The Agency Worker Regulations (AWR) have been introduced to protect “vulnerable” workers from exploitation by way of low pay or fewer employment rights than permanent workers. It is European legislation drawn up in Brussels where there is a much smaller flexible workforce than in the UK. Basically the legislation states that after 12 weeks on the same site (or at the same place of work) the agency (or temporary worker) is entitled to mostly the same hourly rate of pay and holiday entitlement as the permanent worker doing the same job.

The legislation doesn’t define “vulnerable” and so it applies to absolutely any agency or temp worker whether you are a labourer or a doctor.

As is always the case in the UK, we don’t know what this means legally until the first cases have been heard at tribunal, once judgement is made on a few cases we may have a better understanding of what is deemed a “vulnerable” worker.

Many temporary workers receive a higher hourly rate than their permanent equivalent and so do not necessarily gain anything from the legislation, although they may get a less favourable holiday entitlement.

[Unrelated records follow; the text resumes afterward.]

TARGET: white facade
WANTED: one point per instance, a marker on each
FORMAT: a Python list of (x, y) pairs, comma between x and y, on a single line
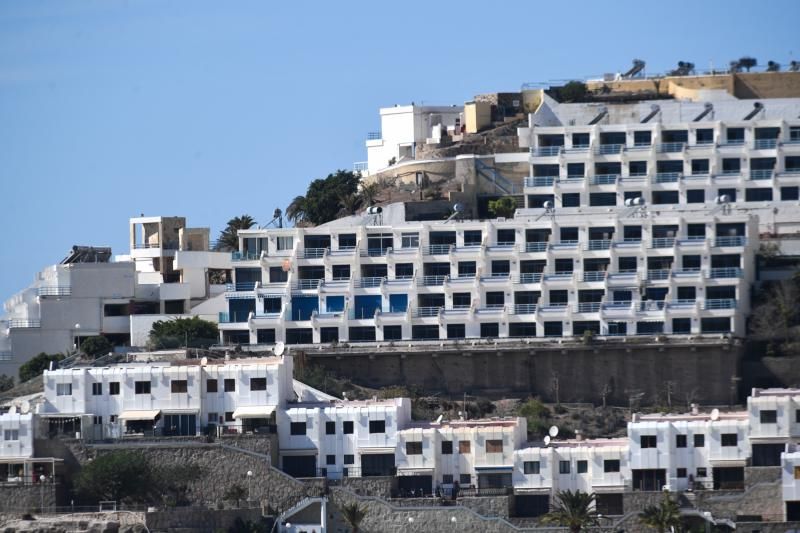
[(403, 128)]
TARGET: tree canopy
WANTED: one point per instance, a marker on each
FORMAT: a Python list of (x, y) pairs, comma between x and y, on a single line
[(326, 199), (37, 365), (228, 240), (191, 332)]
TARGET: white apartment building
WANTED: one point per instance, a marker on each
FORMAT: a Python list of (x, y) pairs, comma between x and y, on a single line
[(166, 274), (669, 153), (403, 128), (609, 271)]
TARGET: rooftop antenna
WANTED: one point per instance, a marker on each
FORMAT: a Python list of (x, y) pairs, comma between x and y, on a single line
[(549, 210), (458, 212), (723, 205), (637, 207)]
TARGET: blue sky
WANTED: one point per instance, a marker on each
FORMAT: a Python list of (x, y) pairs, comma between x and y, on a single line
[(113, 108)]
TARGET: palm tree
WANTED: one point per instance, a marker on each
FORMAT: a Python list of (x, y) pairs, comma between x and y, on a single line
[(228, 240), (663, 516), (354, 514), (297, 210), (574, 510)]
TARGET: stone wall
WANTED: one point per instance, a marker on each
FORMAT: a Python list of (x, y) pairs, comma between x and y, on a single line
[(702, 371), (24, 498)]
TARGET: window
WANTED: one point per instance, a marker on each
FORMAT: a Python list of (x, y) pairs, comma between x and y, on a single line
[(768, 416), (531, 467), (284, 243), (494, 446), (409, 240), (414, 448), (258, 384)]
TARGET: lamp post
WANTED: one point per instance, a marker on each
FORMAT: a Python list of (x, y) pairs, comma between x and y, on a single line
[(41, 492)]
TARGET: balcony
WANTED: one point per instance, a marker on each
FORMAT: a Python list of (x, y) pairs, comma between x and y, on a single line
[(668, 148), (540, 181), (609, 149), (598, 275), (536, 246), (605, 179), (58, 290), (761, 174), (728, 272), (730, 241), (724, 303), (765, 144), (667, 177)]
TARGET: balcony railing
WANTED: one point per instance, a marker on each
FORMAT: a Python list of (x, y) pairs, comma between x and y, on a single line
[(728, 272), (598, 275), (431, 281), (536, 246), (722, 303), (662, 242), (666, 148), (667, 177), (524, 309), (607, 149), (765, 144), (530, 277), (60, 290), (24, 323), (730, 241), (761, 174)]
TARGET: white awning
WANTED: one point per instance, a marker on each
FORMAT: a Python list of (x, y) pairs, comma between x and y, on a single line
[(255, 411), (140, 415)]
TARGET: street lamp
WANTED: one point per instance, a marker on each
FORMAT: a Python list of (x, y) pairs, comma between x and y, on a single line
[(41, 492)]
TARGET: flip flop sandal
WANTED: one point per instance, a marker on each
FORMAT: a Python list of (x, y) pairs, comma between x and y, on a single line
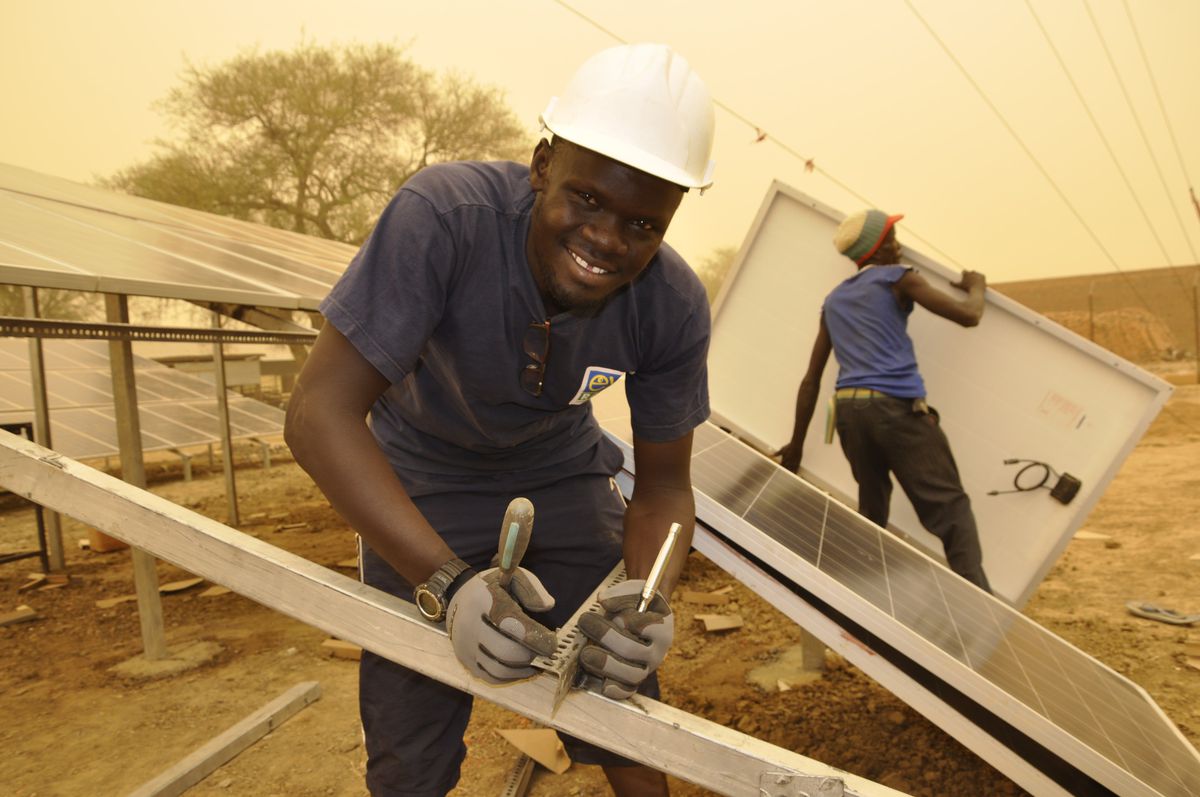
[(1150, 611)]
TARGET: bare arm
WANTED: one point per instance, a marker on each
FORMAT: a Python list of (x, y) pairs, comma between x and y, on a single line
[(807, 400), (328, 435), (661, 496), (963, 310)]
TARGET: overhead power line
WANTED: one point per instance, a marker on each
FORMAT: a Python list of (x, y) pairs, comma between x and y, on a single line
[(1133, 111), (1029, 153), (763, 135), (1170, 130), (1096, 125)]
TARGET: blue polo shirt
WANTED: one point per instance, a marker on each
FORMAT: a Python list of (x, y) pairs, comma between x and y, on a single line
[(869, 330), (439, 299)]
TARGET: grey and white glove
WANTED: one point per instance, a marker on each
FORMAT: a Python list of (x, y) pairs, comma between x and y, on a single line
[(624, 645), (491, 633)]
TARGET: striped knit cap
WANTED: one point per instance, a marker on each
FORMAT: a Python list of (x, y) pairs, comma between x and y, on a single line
[(859, 235)]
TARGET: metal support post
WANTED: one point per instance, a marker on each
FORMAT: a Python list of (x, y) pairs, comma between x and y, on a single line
[(52, 521), (223, 426), (129, 435)]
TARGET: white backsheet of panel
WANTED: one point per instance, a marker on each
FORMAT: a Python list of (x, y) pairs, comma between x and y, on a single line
[(1015, 387), (1093, 731)]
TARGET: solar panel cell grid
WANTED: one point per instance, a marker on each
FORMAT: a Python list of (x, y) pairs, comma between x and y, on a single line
[(981, 646)]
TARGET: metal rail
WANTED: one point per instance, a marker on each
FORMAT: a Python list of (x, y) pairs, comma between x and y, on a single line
[(42, 328)]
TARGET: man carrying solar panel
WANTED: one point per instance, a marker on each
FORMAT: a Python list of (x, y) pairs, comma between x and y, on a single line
[(490, 304), (882, 419)]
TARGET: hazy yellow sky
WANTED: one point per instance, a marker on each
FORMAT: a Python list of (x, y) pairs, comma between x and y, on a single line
[(864, 88)]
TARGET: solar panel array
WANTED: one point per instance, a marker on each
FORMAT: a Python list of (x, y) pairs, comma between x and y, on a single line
[(177, 409), (1061, 697), (61, 234)]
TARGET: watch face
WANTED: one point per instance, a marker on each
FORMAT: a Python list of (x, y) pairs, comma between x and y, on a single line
[(429, 604)]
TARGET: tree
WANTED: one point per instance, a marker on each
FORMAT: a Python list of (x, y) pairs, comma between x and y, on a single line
[(713, 269), (317, 139)]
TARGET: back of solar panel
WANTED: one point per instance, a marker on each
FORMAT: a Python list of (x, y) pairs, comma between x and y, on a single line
[(1017, 387)]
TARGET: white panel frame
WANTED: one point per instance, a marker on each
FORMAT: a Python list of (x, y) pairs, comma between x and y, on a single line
[(1013, 387)]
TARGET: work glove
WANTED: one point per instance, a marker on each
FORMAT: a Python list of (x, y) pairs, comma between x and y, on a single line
[(624, 645), (491, 633)]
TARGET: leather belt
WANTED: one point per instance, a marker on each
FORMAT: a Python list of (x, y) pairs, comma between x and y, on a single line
[(859, 393)]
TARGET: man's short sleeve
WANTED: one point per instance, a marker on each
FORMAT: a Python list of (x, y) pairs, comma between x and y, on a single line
[(393, 294), (669, 393)]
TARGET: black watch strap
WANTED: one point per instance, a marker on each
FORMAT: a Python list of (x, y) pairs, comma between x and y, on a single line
[(431, 595)]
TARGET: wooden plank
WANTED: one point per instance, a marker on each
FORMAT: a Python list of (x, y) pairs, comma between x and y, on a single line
[(228, 744), (666, 738)]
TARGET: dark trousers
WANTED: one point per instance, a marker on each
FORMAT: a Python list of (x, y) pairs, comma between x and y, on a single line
[(414, 725), (882, 436)]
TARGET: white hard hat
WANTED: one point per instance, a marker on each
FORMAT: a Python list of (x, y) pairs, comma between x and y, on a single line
[(643, 106)]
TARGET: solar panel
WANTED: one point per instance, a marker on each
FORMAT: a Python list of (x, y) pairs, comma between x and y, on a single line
[(1097, 732), (59, 234), (177, 409)]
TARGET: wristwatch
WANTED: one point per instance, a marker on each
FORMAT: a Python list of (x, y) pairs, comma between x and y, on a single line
[(432, 595)]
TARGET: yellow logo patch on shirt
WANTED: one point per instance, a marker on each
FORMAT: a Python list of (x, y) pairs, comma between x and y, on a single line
[(595, 379)]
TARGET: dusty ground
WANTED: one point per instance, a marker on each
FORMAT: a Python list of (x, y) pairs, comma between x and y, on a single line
[(72, 726)]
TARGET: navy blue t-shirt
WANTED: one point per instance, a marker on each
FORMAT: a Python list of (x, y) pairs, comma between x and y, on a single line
[(439, 299), (869, 330)]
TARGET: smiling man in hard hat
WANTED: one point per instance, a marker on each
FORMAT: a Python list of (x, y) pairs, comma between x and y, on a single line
[(491, 303), (882, 419)]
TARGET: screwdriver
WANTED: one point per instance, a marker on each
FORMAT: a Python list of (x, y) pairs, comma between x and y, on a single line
[(514, 537), (658, 568)]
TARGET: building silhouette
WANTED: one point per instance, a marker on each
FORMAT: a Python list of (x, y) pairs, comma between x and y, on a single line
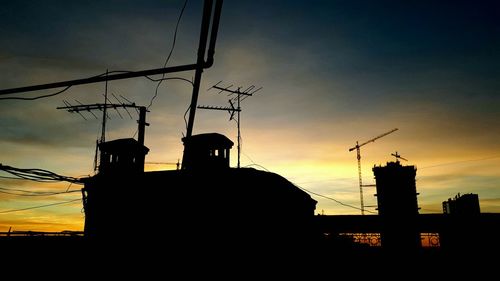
[(397, 206), (205, 203), (464, 205), (206, 151), (122, 156)]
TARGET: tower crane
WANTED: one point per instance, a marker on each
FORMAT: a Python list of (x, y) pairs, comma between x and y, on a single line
[(398, 156), (358, 152)]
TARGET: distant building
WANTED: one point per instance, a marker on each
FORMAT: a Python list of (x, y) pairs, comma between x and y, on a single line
[(397, 206), (466, 204)]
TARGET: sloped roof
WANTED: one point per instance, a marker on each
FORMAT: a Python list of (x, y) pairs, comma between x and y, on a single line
[(128, 144), (209, 141)]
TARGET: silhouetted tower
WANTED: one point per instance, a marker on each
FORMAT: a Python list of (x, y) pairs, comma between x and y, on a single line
[(358, 156), (206, 151), (398, 206)]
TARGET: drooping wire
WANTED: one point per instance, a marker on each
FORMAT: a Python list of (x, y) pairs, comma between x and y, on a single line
[(314, 193), (169, 55), (38, 97), (38, 175), (333, 199), (18, 192), (40, 206)]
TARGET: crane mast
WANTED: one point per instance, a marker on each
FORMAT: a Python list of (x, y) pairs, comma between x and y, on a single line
[(358, 156)]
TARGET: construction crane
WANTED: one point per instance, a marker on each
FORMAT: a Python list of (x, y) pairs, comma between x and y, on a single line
[(358, 152), (398, 156)]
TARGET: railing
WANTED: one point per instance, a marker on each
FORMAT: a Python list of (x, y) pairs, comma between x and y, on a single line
[(371, 239), (40, 233), (430, 240)]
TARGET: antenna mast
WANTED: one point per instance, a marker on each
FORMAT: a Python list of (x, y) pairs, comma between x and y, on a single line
[(246, 93)]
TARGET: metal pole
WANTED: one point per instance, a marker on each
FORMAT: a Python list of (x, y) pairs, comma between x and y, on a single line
[(239, 135), (142, 125), (100, 78), (360, 180), (205, 24)]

We will have to wait until a judge has decided if higher pay but fewer holiday’s breaches the AWR.

Some low paid, unskilled workers, the people the legislation is intended to protect should be concerned. Within the construction industry for example there is no inclination to increase pay rates of unskilled workers and there is plenty of supply in this area of employment. In this sector the thought is that end user clients will just dispense with the services of agency workers on 12 weeks service and request replacements. As long as the same person doesn’t get sent to the job again they will not be in breach of AWR. The legislation that was intended to protect these workers will actually be a detriment.

The definition of a temporary work agency has a wider scope in the AWR legislation and includes not just employment agencies (or work finders) but intermediaries such as Umbrella Companies and Offshore service providers.

AWR states that the genuinely self-employed are out of scope and the regulations do not apply, however in English law there is a type of person called a “worker” who is neither an employee, not genuinely self-employed. They can provide their services in a self employed capacity for tax reasons, but are considered a worker for employment law purposes.

In the past few months there have been many “solution providers” advertising their services as taking people out of AWR by making them self-employed. This will not work but agencies and end clients do seem to be falling for the ruse. The vast majority of these solutions are based on what is written in a contract but as we know from the case of Autoclenz v Belcher and Others, Employment Tribunals look past the written contracts and at the actual real world relationship to determine whether someone is an employee, a worker or genuinely self employed. If a person turns up on a site as they have been requested to do by name and they are instructed on what to do and how to do it, they are not going to be considered to be self-employed for the purposes of AWR.

Beware of these schemes and viewing them as a magic elixir.